Posted: 29 July 2006 at 6:59pm | IP Logged | 8
|
|
|
Chad Carter: Not saying the Eternals are untouchable. But WHAT'S THE POINT? Who's screaming for Eternals stories, period? Would Kirby approve? Would he just suck up like a car salesman, like Lee, and cheer?
I don't know if anyone is clamoring for more Eternals, but people are clamoring for more Gaiman and more JR Jr. It is a dream team, and I suspect Eternals is going to sell very well.
And it's obvious that Kirby didn't create the Eternals "for" Marvel.
How is it obvious? I never knew that and I read Eternals first run.
He brought the idea that had floundered in DC with the hopes of continuing to follow the themes he found interesting. He demanded creative control to get a vision across. He was forced to integrate the Eternals with the rest of the MU. THAT does not sound like a guy who'd fork over his characters to Neil Gaiman for his version.
How long was Kirby in the business by this point? He wasn't working on creator-owned material here. He sold these ideas to Marvel. Why is it I've never read people anguishing about Roy Thomas' sledge-hammering the Eternals into the Marvel Universe in the pages of Thor, yet somehow Gaiman and John Romita Jr. are getting villianized?
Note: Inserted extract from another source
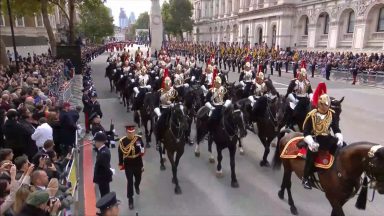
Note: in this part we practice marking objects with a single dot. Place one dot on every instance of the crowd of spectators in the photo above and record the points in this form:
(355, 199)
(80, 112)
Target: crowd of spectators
(37, 135)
And yes, the Eternals are very closely associated with Kirby, to the point where producing a comic without Kirby about them is meaningless. Devoid of meaning.
Bullshit. If the Fourth World can be continued, then Eternals can.
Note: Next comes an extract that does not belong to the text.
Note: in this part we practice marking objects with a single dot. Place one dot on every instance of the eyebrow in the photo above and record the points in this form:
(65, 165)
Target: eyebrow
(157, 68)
These Kirby solo universes, of the New Gods and the Eternals, just seem without merit unless Kirby's working on them. Their respective worlds are so insulated, what else is there to say about them that hasn't already been said?
That's crazy talk. Eternals is serial fiction. If Fantastic Four can still be going today, then Eternals can have a few more stories.
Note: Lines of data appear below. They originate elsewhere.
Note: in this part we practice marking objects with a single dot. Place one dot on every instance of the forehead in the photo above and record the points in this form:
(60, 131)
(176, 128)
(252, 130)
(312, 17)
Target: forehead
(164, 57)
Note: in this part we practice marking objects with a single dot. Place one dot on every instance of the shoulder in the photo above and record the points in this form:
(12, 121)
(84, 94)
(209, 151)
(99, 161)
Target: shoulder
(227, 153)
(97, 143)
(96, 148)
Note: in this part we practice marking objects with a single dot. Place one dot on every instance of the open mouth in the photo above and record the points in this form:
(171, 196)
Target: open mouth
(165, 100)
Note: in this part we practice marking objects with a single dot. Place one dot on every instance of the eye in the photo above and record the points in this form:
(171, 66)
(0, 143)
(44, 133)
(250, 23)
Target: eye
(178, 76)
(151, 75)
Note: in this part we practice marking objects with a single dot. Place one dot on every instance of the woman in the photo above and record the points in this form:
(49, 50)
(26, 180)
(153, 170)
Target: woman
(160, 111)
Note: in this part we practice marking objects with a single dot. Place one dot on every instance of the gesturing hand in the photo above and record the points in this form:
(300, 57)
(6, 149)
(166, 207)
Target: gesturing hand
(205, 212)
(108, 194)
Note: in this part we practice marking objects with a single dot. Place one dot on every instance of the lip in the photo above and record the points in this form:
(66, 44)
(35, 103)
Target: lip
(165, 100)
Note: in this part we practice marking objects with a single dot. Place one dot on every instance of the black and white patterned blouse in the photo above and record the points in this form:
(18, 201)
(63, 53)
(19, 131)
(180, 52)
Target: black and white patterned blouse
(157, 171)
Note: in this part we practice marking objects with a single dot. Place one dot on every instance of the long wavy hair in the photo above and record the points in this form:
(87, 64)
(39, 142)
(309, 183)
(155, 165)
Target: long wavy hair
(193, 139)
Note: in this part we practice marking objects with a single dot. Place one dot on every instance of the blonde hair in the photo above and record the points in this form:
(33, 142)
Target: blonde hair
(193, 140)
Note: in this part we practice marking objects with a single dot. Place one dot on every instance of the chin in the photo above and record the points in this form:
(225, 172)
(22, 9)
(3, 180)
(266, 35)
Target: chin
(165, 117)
Now if Gaiman and JR2 wanted to take Orion or the Reject and use the specific characters in a new setting with the HISTORY of Kirby's thoughts behind them, THAT would be interesting and maybe inspired. But writing ABOUT the workings of a universe Kirby created is akin to assuming Gaiman knows what Kirby would have "intended".
Yet even in its incomplete form, The Last Galactus Story is consider classic and John Byrne's summary of it's ending, IMO, is brilliant. Your statement condems that work. Phooey, I say.
Byrne took a single concept from the Kirby series, the realization of Jason Blood as more than a "mask" worn by the Demon, and created a series around it. If Gaiman is plucking a conceit from the universe of the Eternals to tell a tale that he longs to tell (like my fascination with the relationship between the Reject and Kharkis from Kirby's run, say), then I'm 100% behind it.
I'll be happy if Gaiman and JR Jr. put out an Eternals story that feels like an Eternals story. This is one book I'd be willing to order the trade of.